I'm using Amazon Elastic Transcoder in conjunction with Lambda and Step Functions to transcode MP3s from WAV files.
I need to store the MD5 / S3 ETag
header value of the transcoded MP3s in my database.
At the moment I'm having to fetch these using these in a separate process which is really slow:
s3_cli = boto3.client("s3",aws_access_key_id=ACCESS_KEY,aws_secret_access_key=SECRET_KEY)
s3_resp = s3_cli.head_object(Bucket=bucket, Key=mp3_key)
s3obj_etag = s3_resp['ETag'].replace('"', '')
Before putting this in place, I was hoping that Elastic Transcoder would provide the transcoded file(s) MD5 hash in the job response, but I can not see this anywhere.
Does anyone have any tips on how to approach this better or am I missing something in the response/docs?
I was hoping that Elastic Transcoder would provide the transcoded files ETag in the job response
Unfortunately, it doesn't.
As of the current AWS Python Boto3 1.18.60 SDK (or any other SDK including the REST API), the entity tag(s) for the output object(s) isn't returned anywhere in the job response object.
This is most likely because an entity tag represents a specific version of the object and is mostly used for efficient caching invalidation.
Elastic Transcoder jobs do not produce multiple versions of the same output and as such, why would it return the ETag
value? If someone requires the ETag, they can get this from the S3 object.
Another question is what happens if there is multi-part output for large inputs? What does the SDK return? A list of ETag
header values? You have multiple parts, but you don't have multiple versions.

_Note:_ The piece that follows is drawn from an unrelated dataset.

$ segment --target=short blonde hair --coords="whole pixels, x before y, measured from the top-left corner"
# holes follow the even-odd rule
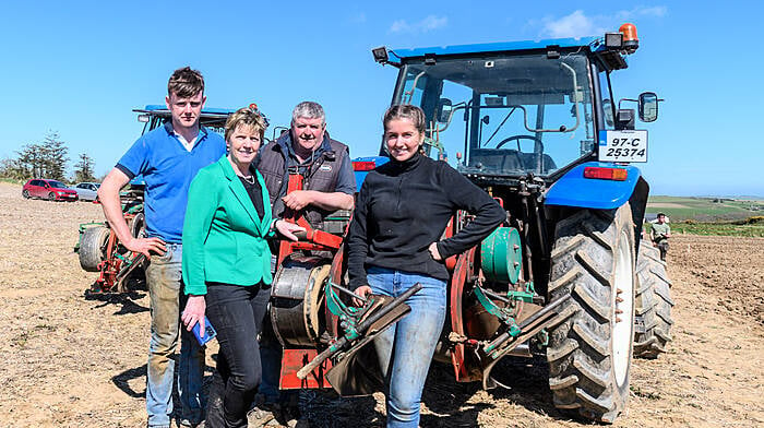
[[[228,116],[228,120],[226,120],[226,141],[241,126],[252,127],[254,132],[260,134],[260,140],[263,140],[265,129],[267,129],[267,123],[265,123],[265,119],[260,115],[260,111],[251,107],[243,107]]]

This implementation would go against the RFC 7232 specification for the ETag
header:
An entity-tag is an opaque validator for differentiating between multiple representations of the same resource, regardless of whether those multiple representations are due to resource state changes over time, content negotiation resulting in multiple representations being valid at the same time, or both.
Your actual problem, in this case, is that you want the MD5 hash of the file(s) even if they are multi-part.
Now your code will work for getting the MD5 hash for a single file, but if they are multi-part, they don't hash the multipart uploads as you would expect. Instead of calculating the hash of the entire file, Amazon calculates the hash of each part and then combines that into a single hash set as the ETag
header.
This makes a lot of sense: they calculate the hashes of each part as they receive it. After all the parts have been transferred, they combine the hashes instead of trying to calculate a final MD5 hash by reading a file that could possibly be up to the AWS object size limit - 5 terabytes. Try generating MD5 hashes for everyone's files when you're at Amazon's scale & you'll find that their way is quite clever :)
This is probably why the S3 API Reference says the below:
The ETag may or may not be an MD5 digest of the object data.
Objects created by either the Multipart Upload or Part Copy operation have ETags that are not MD5 digests, regardless of the method of encryption.
It is an MD5 hash, but when it's a multi-part upload it isn't so the above is technically correct.
To calculate the MD5 hash correctly for multi-part uploads, try checking out this great answer in response to "What is the algorithm to compute the Amazon-S3 Etag for a file larger than 5GB?".
To summarise, you, unfortunately, don't have the MD5 digest hash of the object(s) in the response back from Amazon Elastic Transcoder - you'll have to do this heavy lifting yourself & it can take long if you have huge files.
There's no workaround or quicker solution - you have the quickest solution as you're already getting the ETag
value from the HEAD in the most efficient way.
I would perhaps recommend trying to parallelise the HTTP HEAD requests made to get the objects' metadata (s3_cli.head_object(...)
) before trying to determine the final MD5 digest of the file(s).
That will definitely speed things up if you have 500 files for example - don't make the API requests separately.
You’ll definitely be able to send them in parallel, so offload the time you’d spend between requests all onto Amazon’s infrastructure.
Get the responses & then process together.